Sec 7. The code shows that the periodograms were computed on the series after both first and seasonal differencing are applied. The correct workflow would have been to have done the spectral analysis on the log transformed or first-differenced series to identify the seasonal frequency and to use the results showing that there is seasonal frequency, as justification to apply seasonal differencing. This may be why the actual periodogram seems to show the highest peak at around 0.05, closer to a 20-month cycle, than the reported 12 months. The report seems to conclude that the periodogram corresponds to a 12 month cycle without clear derivation or steps and it might be better to note the computation of how it was derived. Then, the discrepancy might have been clearer.

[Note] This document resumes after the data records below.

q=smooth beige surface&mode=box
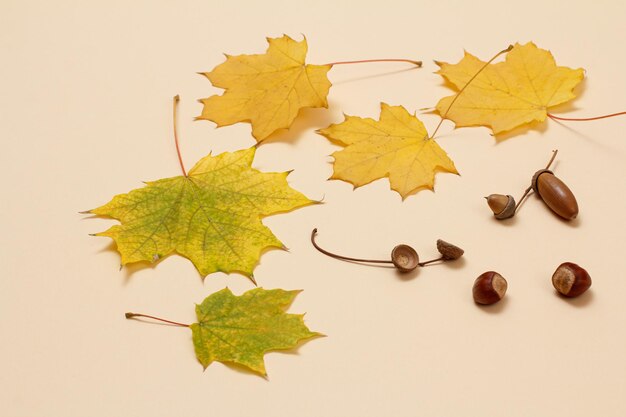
[1,1,625,416]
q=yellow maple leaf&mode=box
[86,148,314,280]
[318,103,458,199]
[198,35,332,141]
[435,42,584,135]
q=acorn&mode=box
[485,194,516,219]
[532,169,579,220]
[473,271,507,305]
[311,229,464,272]
[552,262,591,297]
[485,150,579,221]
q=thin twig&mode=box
[310,228,392,264]
[418,257,444,267]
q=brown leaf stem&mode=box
[325,58,422,67]
[547,111,626,121]
[125,312,190,327]
[173,95,187,177]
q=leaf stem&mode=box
[325,58,422,67]
[430,45,514,139]
[173,95,187,177]
[311,228,393,264]
[547,111,626,121]
[125,312,190,327]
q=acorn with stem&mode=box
[310,228,464,272]
[486,149,579,221]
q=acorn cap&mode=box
[486,194,516,219]
[390,244,419,272]
[531,169,553,195]
[436,239,464,260]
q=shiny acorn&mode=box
[552,262,591,297]
[311,228,464,272]
[485,194,516,219]
[473,271,508,305]
[485,150,578,221]
[532,169,578,220]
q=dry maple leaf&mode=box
[191,287,320,375]
[86,147,314,281]
[318,103,458,199]
[198,35,332,141]
[126,287,321,376]
[435,42,584,135]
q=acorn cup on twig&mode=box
[485,150,579,221]
[310,228,464,272]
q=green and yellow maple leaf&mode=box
[87,147,314,280]
[318,103,458,199]
[435,42,584,135]
[198,35,332,141]
[190,287,320,375]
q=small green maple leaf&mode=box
[190,287,321,375]
[87,147,314,281]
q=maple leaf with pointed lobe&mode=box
[435,42,584,135]
[86,148,314,281]
[318,103,458,199]
[198,35,332,141]
[191,287,320,375]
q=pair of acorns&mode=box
[485,150,579,221]
[473,263,592,305]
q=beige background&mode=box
[2,1,625,416]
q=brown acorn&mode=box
[486,194,516,219]
[485,150,579,221]
[552,262,591,297]
[532,169,579,220]
[473,271,507,305]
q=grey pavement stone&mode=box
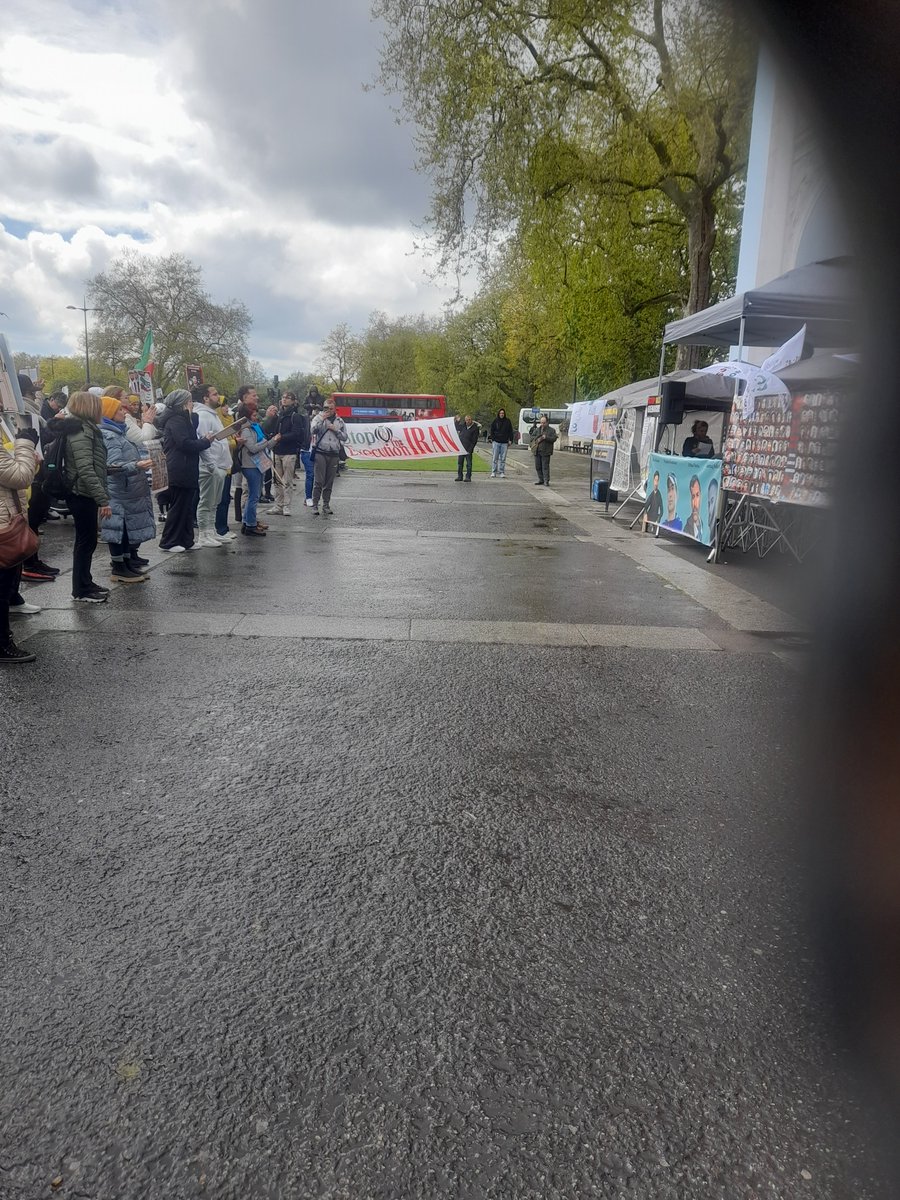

Sec 9. Ljung-Box is not designed to pick up the non-stationarity that is evident from the time plot.
The choice of SARIMA $(1,1,1)\times(1,1,1)$ is not well motivated. It is easy enough to compare against alternatives, for example by an AIC table
Sec 10. The Q-Q plot is far from a straight line. It may be unclear what to do about this, since not all non-normality can be controlled by a transformation, but at least it needs to be recognized.
The authors claim to have shown that their analysis shows how SARIMA analysis can work despite the pandemic, but they don’t show whether better fit and better prediction would be available if some allowance was made for the pandemic (e.g., regression with ARMA errors and a suitable covariate).
Coding Decisions and Algorithmic Constraints: In the source code, the
SARIMAX function is called with enforce_stationarity=False and enforce_invertibility=False. While this prevents the optimizer from failing, it requires extra care for interpreting the output. Combining this with warnings.filterwarnings("ignore") adds to the danger of invisible numerical problems.
A notable related issue arises in section 8, with the reported MA1 coefficient of 2.1844. This
violates the invertibility of the model that requiring $|\theta_1| < 1$ for an MA1 model component. With the reported MA coefficient of 2.1844, residual calculations (from inverting the model) could be unstable.
The project is written to a high standard of scholarship and reproducibility.